A imprensa russa deu grande ênfase às palavras proferidas na tarde de sexta-feira pelo Papa Francisco aos jovens católicos russos reunidos em São Petersburgo por ocasião do X Encontro Nacional de Jovens Católicos da Rússia. No encontro, de 23 a 27 de agosto, o Santo Padre, em videoconferência, leu um discurso em espanhol que a Sala de Imprensa da Santa Sé distribuiu e que foi amplamente divulgado pela imprensa italiana e internacional.

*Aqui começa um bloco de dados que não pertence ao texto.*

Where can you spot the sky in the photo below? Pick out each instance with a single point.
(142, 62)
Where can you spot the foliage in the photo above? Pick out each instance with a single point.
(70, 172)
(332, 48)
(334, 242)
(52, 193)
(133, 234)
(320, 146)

No seu discurso, o Papa convidou os jovens a serem "construtores de pontes" e "artesãos da paz no meio de tantos conflitos, no meio de tantas polarizações que existem de todos os lados, que afligem o nosso mundo. Convido-vos a ser semeadores, a semear sementes de reconciliação, pequenas sementes que neste inverno de guerra não germinarão por enquanto na terra congelada, mas que florescerão numa futura primavera".
Obviamente as do Papa foram palavras que todos associaram à trágica situação que surgiu, há mais de dezoito meses, com a invasão da Ucrânia pela Federação Russa. Mas o interessante – e que já apontamos – são as palavras pronunciadas de improviso por Francisco antes da bênção final concedida aos participantes do encontro de São Petersburgo e que podem ser vistas e ouvidas em vídeo disponível on-line:
"Não se esqueça do legado. Sois herdeiros da grande Rússia: a grande Rússia dos santos, dos reis, a grande Rússia de Pedro o Grande, de Catarina II, esse grande e culto império russo, com tanta cultura, tanta humanidade. Nunca desista deste legado. Vocês são os herdeiros da grande Mãe Rússia, sigam em frente. E obrigado. Obrigado pelo seu jeito de ser, pelo seu jeito de ser russo."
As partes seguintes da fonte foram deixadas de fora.